After we have know the basic procedure of our algorithm we can wrap everything into a class to make it more reusable and also have a single command to run an experiment which allows us to speed up the search for more aesthetic pramaters.

from typing import Optional, Callable

class SpectReorder:
    def __init__(
        self,
        file_path: str,
        hop_length: Optional[int] = None,
        win_length: Optional[int] = None,
        n_fft: Optional[int] = None,
        sr: Optional[int] = None,
        pre_process: Optional[Callable] = None,
        
    ):
        self.file_path = file_path
        self._data, self._sr = librosa.load(file_path, sr=sr, mono=True)
        
        self.hop_length = hop_length if hop_length else int(self._sr/2)
        self.win_length = win_length if win_length else int(self._sr)
        self.n_fft = n_fft if n_fft else self.win_length
        
        self._fft = librosa.stft(
            self._data,
            n_fft=self.n_fft,
            hop_length=self.hop_length,
            win_length=self.win_length,
        )
        
        self._spectogram = librosa.feature.melspectrogram(
            self._data,
            sr=self._sr,
            hop_length=self.hop_length,
            win_length=self.win_length,
            n_fft=self.n_fft
        )
        self.pre_process = pre_process if pre_process else lambda x: librosa.amplitude_to_db(x)
    
    def run_algorithm(self, dim_reduction = None):
        dim_reduction = dim_reduction if dim_reduction else TSNE(n_components=1)
        spect = self.pre_process(self._spectogram)
        spect_reduced = dim_reduction.fit_transform(spect.T)
        fft_re_order = self._fft[:, np.argsort(spect_reduced[:, 0])]
        reordered_signal = librosa.istft(
            fft_re_order,
            hop_length=self.hop_length,
            win_length=self.win_length,
        )
        return reordered_signal
experiment = SpectReorder('violin.flac', hop_length=400, win_length=2000, sr=44100)
signal = experiment.run_algorithm()
display(Audio(signal, rate=experiment._sr))

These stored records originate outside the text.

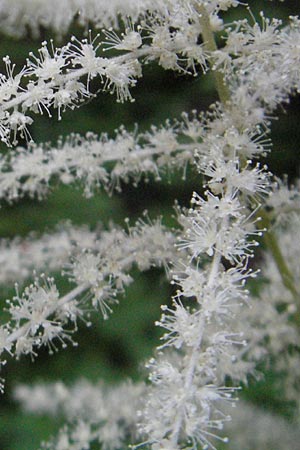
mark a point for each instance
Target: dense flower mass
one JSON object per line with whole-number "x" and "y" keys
{"x": 217, "y": 328}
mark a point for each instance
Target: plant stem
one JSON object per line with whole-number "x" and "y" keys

Now we can tweak all parameters of our algorithm in a single line and compare multiple results because the config of the algorithm is now attached to the instance of our experiment and not shared globally by every experiment.

Fine tuning the results

While listening to the results at least the PCA aproach relies too much on the amplitude of the signal and not on its

volume_scaling = lambda x: librosa.amplitude_to_db(x/np.sum(x, axis=1)[:, np.newaxis])
experiment = SpectReorder(
    'violin.flac',
    hop_length=400,
    win_length=2000,
    sr=44100,
    pre_process=volume_scaling
)
signal = experiment.run_algorithm()
display(Audio(signal, rate=experiment._sr))

We can also apply a scaling on each frequency so that he higher frequencies are less important for our clustering than the low frequencies. We can use an inversed log scale for this and multiply a matrix of these value to our spectogram.

log_scaling = lambda x: np.matmul(np.repeat(np.log(np.arange(len(x)+1, 1, -1))[np.newaxis, :], len(x), axis=0), x)
experiment = SpectReorder(
    'violin.flac',
    hop_length=400,
    win_length=2000,
    sr=44100,
    pre_process=log_scaling
)
signal = experiment.run_algorithm()
display(Audio(signal, rate=experiment._sr))

We can now combine these two pre-processing steps into one by nesting the functions.

experiment = SpectReorder(
    'violin.flac',
    hop_length=400,
    win_length=2000,
    sr=44100,
    pre_process=lambda x: log_scaling(volume_scaling(x))
)
signal = experiment.run_algorithm()
display(Audio(signal, rate=experiment._sr))

Where to go from here

Currently we are not considering the cluster of similar grains. Instead of playing them in their ordinal order we could play them according to the distance of their reduced dimensionality.

We also restricted ourselves to a 1 dimensional reduction as the ordering then becomes trivial. But by moving to higher dimensions the replacing of samples could be composed via n nearest neighbors.